Marsha Collins, a University of North Carolina at Chapel Hill faculty member since 1988, has been appointed the Caroline H. and Thomas S. Royster Distinguished Professor for Graduate Education.
The appointment is through June 2018. In her new role, Collins directs the Royster Society of Fellows, the UNC-Chapel Hill Graduate School’s most selective fellowship program.
David Pfennig, a professor in the Department of Biology, served as Royster Distinguished Professor from fall 2012 through June 2015.
Dr. and Mrs. Thomas Royster’s generous gifts established the interdisciplinary Royster Society of Fellows. Since 1996, more than 650 graduate students from throughout the world have pursued their doctoral education at Carolina as members of the Royster Society. In 2009, UNC-Chapel Hill established the Royster Distinguished Professorship, made possible by a lead gift from the Roysters and matching funds from the state’s faculty endowment trust.
“Dr. Collins has been recognized for her excellence in teaching,” said Steve Matson, dean of The Graduate School. “She is also exceptionally accomplished in her academic field, bringing literature, history, art and culture together in new and compelling ways. Dr. Collins recognizes that encouraging new ideas is central to success in teaching and research. For this and many other reasons, we look forward to the ways she will help Royster fellows develop to their full academic potential.”
Collins, an internationally known scholar of early modern Spanish literature and culture, previously served as the Marcel Bataillon Distinguished Term Professor of Comparative Literature (2009-2014) in the Department of English and Comparative Literature.

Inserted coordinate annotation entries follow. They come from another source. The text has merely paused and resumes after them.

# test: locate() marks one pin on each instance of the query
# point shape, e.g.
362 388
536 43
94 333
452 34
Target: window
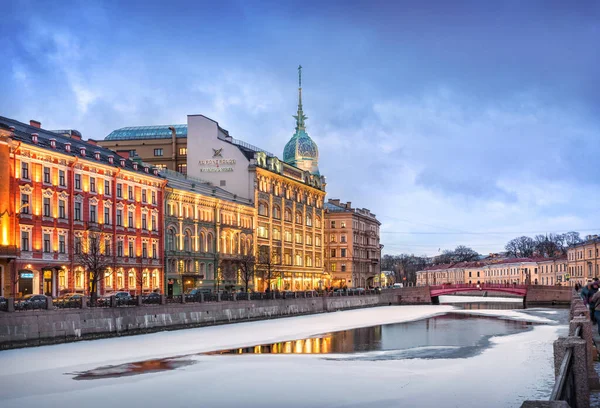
46 207
25 170
262 209
24 203
24 240
46 175
46 243
93 211
61 244
106 215
62 213
77 211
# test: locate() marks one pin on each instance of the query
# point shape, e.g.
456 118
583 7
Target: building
352 250
507 271
58 194
164 147
583 260
288 195
199 219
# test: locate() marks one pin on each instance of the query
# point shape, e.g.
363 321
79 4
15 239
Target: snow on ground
478 299
172 343
518 367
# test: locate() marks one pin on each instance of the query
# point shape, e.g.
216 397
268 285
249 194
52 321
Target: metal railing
564 387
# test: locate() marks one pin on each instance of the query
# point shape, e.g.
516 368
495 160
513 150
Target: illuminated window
46 175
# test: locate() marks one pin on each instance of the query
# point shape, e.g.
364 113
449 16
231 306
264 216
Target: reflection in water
457 334
140 367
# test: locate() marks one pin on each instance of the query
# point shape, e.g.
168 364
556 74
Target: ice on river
516 367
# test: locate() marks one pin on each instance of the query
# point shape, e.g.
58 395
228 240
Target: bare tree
93 254
268 263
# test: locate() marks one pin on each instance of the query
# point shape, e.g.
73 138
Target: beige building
583 260
164 147
352 250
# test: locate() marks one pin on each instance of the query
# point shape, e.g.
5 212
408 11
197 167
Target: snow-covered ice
517 367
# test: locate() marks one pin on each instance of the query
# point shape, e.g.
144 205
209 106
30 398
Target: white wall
202 139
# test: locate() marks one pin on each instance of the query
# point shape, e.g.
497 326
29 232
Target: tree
93 254
268 263
521 247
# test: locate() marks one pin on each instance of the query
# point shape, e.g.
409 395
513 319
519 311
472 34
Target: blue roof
147 132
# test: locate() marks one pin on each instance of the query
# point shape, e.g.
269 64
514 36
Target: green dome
300 147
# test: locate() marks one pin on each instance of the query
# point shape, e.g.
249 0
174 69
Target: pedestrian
596 301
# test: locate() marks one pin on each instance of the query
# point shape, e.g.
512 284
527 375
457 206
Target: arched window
263 209
171 239
187 241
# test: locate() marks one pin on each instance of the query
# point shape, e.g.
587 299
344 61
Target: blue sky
455 122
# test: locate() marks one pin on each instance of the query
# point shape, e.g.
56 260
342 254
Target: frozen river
452 355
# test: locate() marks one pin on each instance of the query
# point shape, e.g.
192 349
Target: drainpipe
174 145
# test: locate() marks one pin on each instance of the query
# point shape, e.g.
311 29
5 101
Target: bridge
448 289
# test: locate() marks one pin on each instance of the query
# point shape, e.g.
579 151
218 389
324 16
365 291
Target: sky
456 123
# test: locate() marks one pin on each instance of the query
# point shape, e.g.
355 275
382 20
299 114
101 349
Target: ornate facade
61 191
206 229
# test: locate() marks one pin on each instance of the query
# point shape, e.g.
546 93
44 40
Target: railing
564 388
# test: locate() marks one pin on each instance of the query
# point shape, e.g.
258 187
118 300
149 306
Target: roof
23 134
147 132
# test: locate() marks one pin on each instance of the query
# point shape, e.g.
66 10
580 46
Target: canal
463 354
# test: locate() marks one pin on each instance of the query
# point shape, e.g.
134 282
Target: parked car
31 302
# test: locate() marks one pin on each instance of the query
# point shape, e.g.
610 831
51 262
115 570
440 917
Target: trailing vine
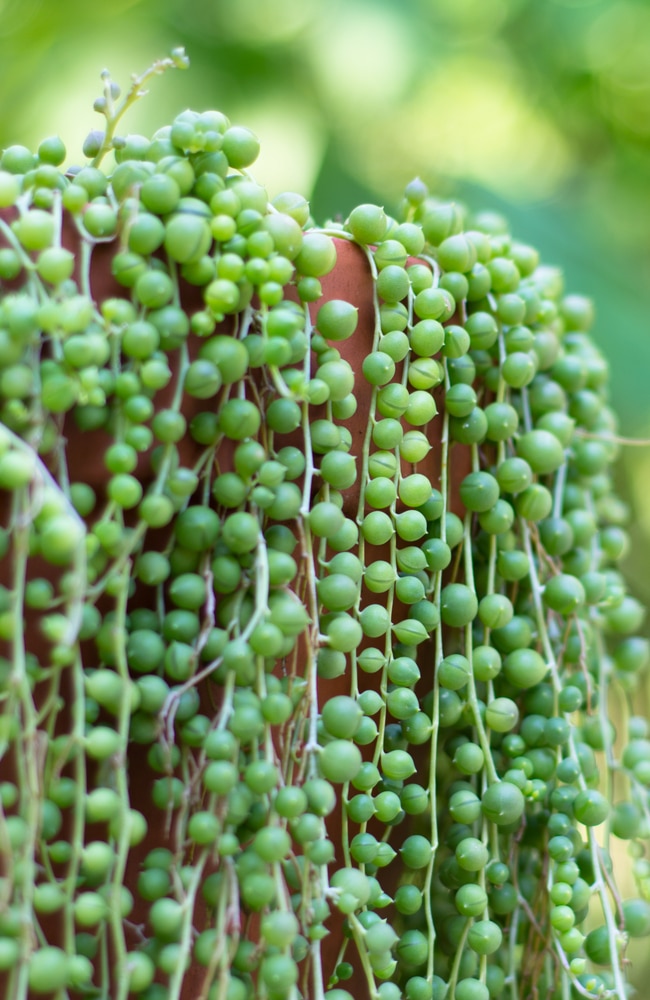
340 598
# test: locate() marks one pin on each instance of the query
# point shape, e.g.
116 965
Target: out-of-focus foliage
541 109
538 108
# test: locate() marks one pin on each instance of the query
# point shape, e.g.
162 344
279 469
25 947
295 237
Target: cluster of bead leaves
452 811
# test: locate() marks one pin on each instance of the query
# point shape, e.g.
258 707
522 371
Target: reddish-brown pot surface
350 280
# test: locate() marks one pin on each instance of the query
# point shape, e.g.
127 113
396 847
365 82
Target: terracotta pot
350 280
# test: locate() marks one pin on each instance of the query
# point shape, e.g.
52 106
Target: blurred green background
537 108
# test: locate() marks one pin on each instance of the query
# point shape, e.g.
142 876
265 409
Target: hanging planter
310 607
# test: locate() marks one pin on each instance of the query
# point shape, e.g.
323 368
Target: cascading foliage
383 722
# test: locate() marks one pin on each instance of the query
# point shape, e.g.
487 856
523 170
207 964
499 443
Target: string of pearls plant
448 811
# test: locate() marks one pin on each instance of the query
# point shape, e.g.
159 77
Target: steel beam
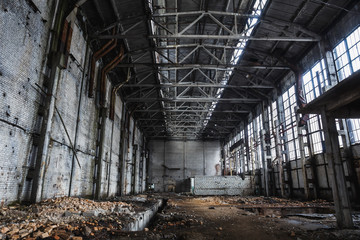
221 67
168 85
194 99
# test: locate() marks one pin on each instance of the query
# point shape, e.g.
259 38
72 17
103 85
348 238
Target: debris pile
65 218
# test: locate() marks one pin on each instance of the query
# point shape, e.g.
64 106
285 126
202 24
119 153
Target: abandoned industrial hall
180 119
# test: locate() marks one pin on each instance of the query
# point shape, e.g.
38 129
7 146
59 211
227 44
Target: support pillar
336 172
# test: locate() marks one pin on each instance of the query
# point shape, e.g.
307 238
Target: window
347 55
273 118
314 81
259 127
289 101
354 130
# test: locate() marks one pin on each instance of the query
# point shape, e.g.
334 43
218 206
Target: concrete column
302 156
336 172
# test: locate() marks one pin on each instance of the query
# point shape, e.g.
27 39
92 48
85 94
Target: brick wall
24 38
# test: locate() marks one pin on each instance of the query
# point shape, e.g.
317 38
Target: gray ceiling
184 80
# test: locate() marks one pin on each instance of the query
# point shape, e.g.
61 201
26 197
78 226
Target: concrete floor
182 217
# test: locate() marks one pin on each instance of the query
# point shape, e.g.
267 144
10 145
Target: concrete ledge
142 219
222 185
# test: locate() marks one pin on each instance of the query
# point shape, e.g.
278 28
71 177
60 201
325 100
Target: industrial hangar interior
179 119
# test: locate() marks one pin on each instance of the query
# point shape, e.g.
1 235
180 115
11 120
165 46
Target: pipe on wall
110 45
111 65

Her research focuses on the literature of early modern Spain in a comparative context, often dealing with idealizing forms of fiction, European court culture and the relationship between literature and the visual arts. The author of three books and more than 30 articles, Collins frequently makes presentations at national and international conferences. Her recently completed book, Imagining Arcadia in Renaissance Romance, is scheduled for publication by Routledge in spring 2016.
Collins’ previous leadership roles within UNC-Chapel Hill include director of the Program in Comparative Literature and of Graduate Studies and Graduate Admissions in Romance Languages, and assistant provost for women’s issues.
Her UNC-Chapel Hill honors and awards include the John L. Sanders Award for Distinguished Undergraduate Teaching and Service and the Mary Turner Lane Award from the Association for Women Faculty and Professionals. Also within UNC-Chapel Hill, she is a member of the Academy of Distinguished Teaching Scholars and a fellow of the Institute for the Arts and Humanities.
She has directed the theses for 14 master of arts students and mentored five doctoral students in the preparation of their dissertations.
“Royster fellows work in diverse academic fields and they meet regularly to discuss their research, plan outreach and engage in a wide variety of professional development activities, such as developing interdisciplinary first-year seminars for undergraduates,” said Sandra Hoeflich, associate dean for interdisciplinary education and fellowships within The Graduate School. “Dr. Collins sees enormous potential within these student collaborations, and we welcome her enthusiasm and her great ideas.”
Collins said she plans to encourage the global and interdisciplinary aspects of the Royster Society, in particular, and will work with the fellows to collaborate with peers at universities in other countries.
“The Royster Society of Fellows is a supportive group with a unique opportunity to contribute a variety of ideas and critical perspectives to complex issues with global implications,” she said. “It’s exciting to work with these exceptional, highly creative thinkers who are already making major contributions on our campus and beyond.”